On Mon, Dec 03, 2018 at 10:23:03AM +1100, Dave Chinner wrote:
On Sat, Dec 01, 2018 at 02:49:09AM -0500, Sasha Levin wrote:
In 'git log'! You report these every time you fix something in upstream xfs but don't backport it to stable trees:
That is so wrong on so many levels I don't really know where to begin. I guess doing a *basic risk analysis* demonstrating that none of those fixes are backport candidates is a good start:
$ git log --oneline v4.18-rc1..v4.18 fs/xfs d4a34e165557 xfs: properly handle free inodes in extent hint validators
Found by QA with generic/229 on a non-standard config.

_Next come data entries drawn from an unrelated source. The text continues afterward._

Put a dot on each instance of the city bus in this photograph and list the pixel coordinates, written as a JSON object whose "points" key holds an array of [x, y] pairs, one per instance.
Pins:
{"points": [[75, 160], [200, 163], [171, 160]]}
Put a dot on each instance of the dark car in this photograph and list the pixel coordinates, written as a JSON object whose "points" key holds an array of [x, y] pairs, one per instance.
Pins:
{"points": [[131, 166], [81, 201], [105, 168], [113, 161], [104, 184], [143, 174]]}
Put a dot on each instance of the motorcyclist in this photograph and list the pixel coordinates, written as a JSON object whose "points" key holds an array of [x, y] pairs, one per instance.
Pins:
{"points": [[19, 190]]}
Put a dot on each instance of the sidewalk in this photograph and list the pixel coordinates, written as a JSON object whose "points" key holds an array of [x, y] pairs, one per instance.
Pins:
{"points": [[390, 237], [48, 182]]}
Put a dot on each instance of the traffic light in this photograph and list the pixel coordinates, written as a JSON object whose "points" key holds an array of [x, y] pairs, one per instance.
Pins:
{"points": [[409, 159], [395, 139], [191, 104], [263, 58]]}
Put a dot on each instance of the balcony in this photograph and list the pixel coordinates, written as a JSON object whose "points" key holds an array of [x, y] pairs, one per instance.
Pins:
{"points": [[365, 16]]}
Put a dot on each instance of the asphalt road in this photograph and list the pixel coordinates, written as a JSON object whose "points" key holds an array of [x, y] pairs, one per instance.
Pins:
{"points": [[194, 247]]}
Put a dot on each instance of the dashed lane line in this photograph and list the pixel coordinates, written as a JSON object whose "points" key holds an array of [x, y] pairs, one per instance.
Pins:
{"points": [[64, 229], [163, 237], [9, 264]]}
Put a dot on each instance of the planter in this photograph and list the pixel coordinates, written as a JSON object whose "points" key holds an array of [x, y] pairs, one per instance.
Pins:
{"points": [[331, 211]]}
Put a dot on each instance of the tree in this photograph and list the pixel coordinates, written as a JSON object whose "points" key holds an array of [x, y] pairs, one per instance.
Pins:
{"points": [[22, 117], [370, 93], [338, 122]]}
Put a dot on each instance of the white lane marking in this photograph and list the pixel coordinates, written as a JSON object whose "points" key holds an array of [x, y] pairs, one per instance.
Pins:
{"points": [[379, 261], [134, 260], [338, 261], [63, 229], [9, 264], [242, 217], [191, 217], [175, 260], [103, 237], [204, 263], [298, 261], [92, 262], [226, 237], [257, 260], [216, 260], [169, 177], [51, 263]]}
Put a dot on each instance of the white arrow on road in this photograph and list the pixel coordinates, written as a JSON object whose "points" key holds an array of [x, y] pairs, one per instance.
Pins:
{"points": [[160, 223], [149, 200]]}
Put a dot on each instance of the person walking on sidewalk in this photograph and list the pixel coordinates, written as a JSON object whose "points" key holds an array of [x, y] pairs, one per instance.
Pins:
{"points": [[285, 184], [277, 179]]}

Not user reported, unlikely to ever be seen by users.
9991274fddb9 xfs: Initialize variables in xfs_alloc_get_rec before using them
Cleaning up coverity reported issues to do with corruption log messages. No visible symptoms, Not user reported.

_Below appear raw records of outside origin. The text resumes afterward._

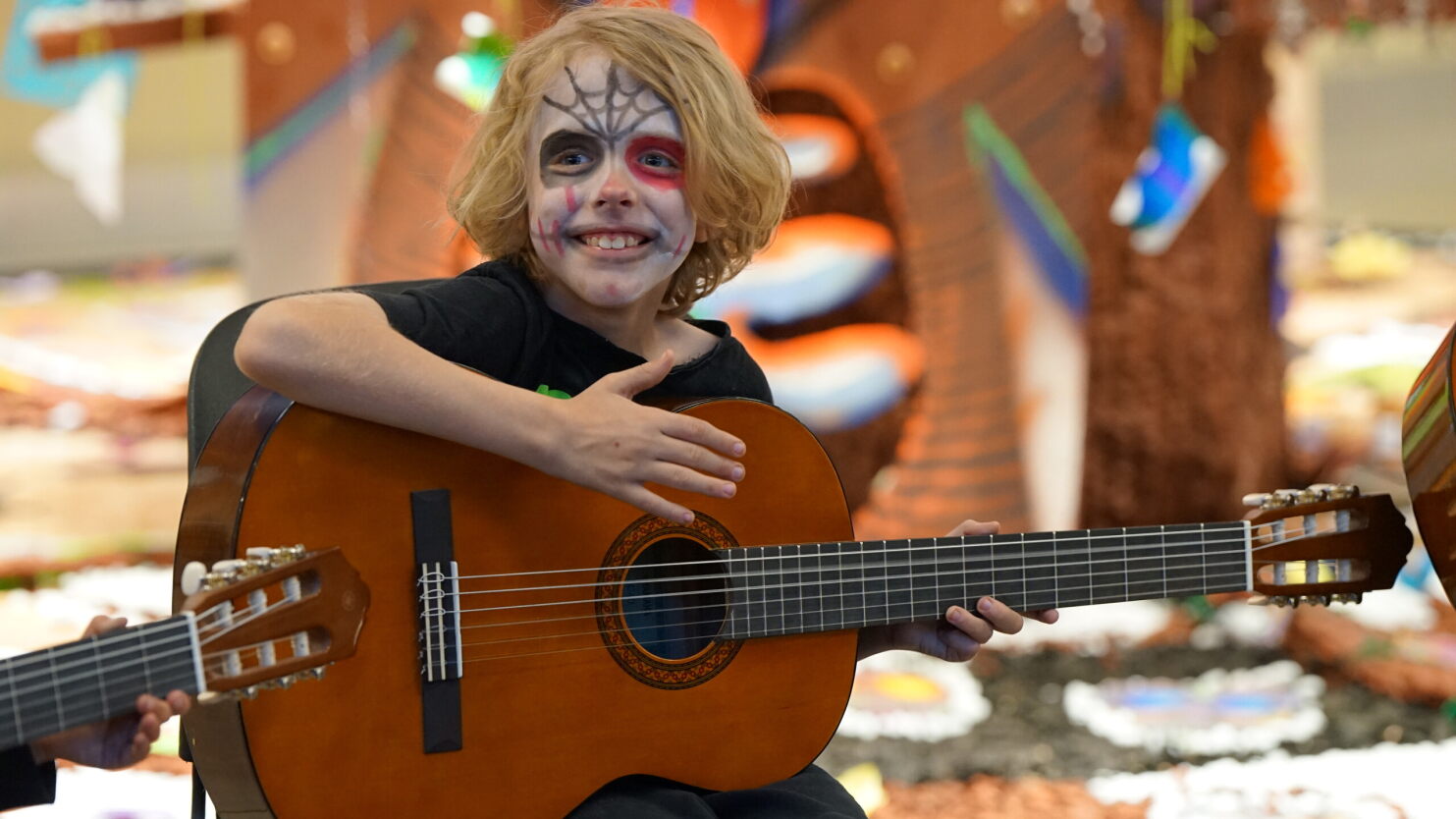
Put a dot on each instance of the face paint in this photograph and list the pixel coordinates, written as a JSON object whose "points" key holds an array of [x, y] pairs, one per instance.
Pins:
{"points": [[612, 113], [657, 160], [611, 184]]}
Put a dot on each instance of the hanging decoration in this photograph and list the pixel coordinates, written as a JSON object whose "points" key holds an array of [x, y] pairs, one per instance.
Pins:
{"points": [[1172, 175], [1092, 25], [62, 83], [472, 73], [1031, 213], [1181, 162], [83, 144], [1290, 21], [1268, 169]]}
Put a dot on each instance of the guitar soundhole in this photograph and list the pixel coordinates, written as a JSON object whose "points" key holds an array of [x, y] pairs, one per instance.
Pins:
{"points": [[674, 598]]}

d8cb5e423789 xfs: fix fdblocks accounting w/ RMAPBT per-AG reservation
Minor free space accounting issue, not user reported, doesn't affect normal operation.
e53c4b598372 xfs: ensure post-EOF zeroing happens after zeroing part of a file
Found with fsx via generic/127. Not user reported, doesn't affect userspace operation at all.

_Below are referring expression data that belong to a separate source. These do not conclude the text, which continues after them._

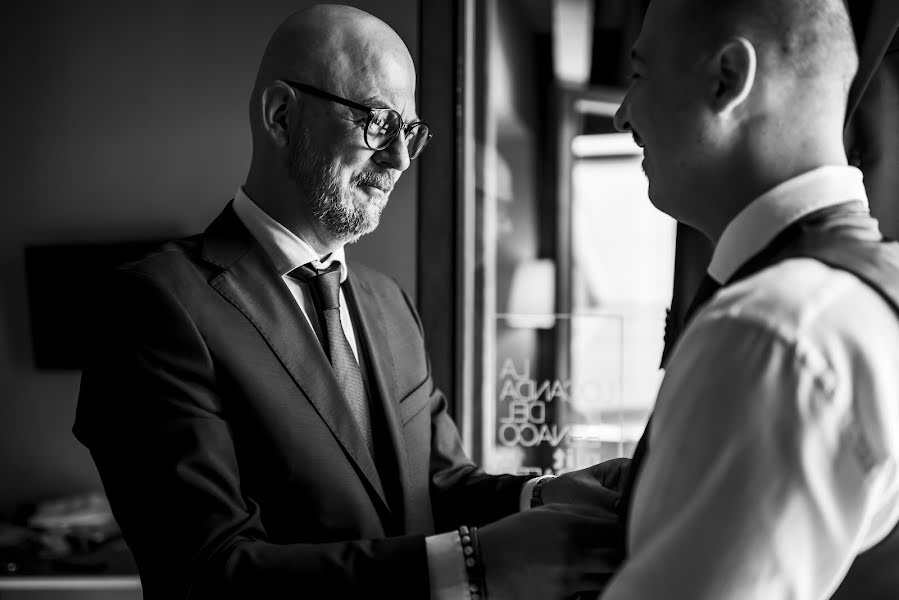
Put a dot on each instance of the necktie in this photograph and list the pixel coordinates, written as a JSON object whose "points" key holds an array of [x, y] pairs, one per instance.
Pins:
{"points": [[325, 288]]}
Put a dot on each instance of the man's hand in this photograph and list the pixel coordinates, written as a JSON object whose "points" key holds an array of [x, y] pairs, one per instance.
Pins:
{"points": [[549, 552], [599, 485]]}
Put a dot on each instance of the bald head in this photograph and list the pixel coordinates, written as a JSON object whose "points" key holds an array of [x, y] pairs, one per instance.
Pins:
{"points": [[330, 45], [315, 168]]}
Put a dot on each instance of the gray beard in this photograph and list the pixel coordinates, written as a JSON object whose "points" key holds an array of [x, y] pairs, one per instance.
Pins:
{"points": [[333, 206]]}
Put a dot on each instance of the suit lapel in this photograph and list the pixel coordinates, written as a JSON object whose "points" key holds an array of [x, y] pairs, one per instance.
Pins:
{"points": [[250, 282], [372, 329]]}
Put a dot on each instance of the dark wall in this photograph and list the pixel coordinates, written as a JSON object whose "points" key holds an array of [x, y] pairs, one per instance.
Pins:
{"points": [[127, 120]]}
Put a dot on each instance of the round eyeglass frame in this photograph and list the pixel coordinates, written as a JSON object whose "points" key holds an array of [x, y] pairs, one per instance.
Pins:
{"points": [[372, 112]]}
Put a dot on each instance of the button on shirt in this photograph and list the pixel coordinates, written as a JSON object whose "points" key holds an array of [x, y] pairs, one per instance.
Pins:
{"points": [[773, 453]]}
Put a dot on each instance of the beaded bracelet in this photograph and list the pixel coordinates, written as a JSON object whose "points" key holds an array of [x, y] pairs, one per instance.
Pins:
{"points": [[477, 587]]}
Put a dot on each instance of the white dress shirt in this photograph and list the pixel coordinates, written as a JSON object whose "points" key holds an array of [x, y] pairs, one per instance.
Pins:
{"points": [[773, 452], [446, 563]]}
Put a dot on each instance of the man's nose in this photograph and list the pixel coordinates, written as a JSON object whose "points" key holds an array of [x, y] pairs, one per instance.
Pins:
{"points": [[396, 155]]}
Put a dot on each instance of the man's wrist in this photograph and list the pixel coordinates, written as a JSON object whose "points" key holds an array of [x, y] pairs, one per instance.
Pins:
{"points": [[537, 490]]}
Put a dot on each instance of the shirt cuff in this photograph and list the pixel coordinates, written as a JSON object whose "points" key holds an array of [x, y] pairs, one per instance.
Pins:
{"points": [[527, 492], [446, 567]]}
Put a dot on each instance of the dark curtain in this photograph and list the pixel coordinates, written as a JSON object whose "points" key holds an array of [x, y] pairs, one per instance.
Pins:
{"points": [[872, 144]]}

a3a374bf1889 xfs: fix off-by-one error in xfs_rtalloc_query_range
Regression fix for code introduced in 4.18-rc1. Not user reported because the code has never been released.
232d0a24b0fc xfs: fix uninitialized field in rtbitmap fsmap backend
Coverity warning fix, not user reported, not user impact.
5bd88d153998 xfs: recheck reflink state after grabbing ILOCK_SHARED for a write
Fixes warning from generic/166, not user reported. Could affect users mixing direct IO with reflink, but we expect people using new functionality like reflink to be tracking TOT fairly closely anyway.
f62cb48e4319 xfs: don't allow insert-range to shift extents past the maximum offset
Found by QA w/ generic/465. Not user reported, only affects files in the exabyte range so not a real world problem....
aafe12cee0b1 xfs: don't trip over negative free space in xfs_reserve_blocks
Found during ENOSPC stress tests that depeleted the reserve pool. Not user reported, unlikely to ever be hit by users.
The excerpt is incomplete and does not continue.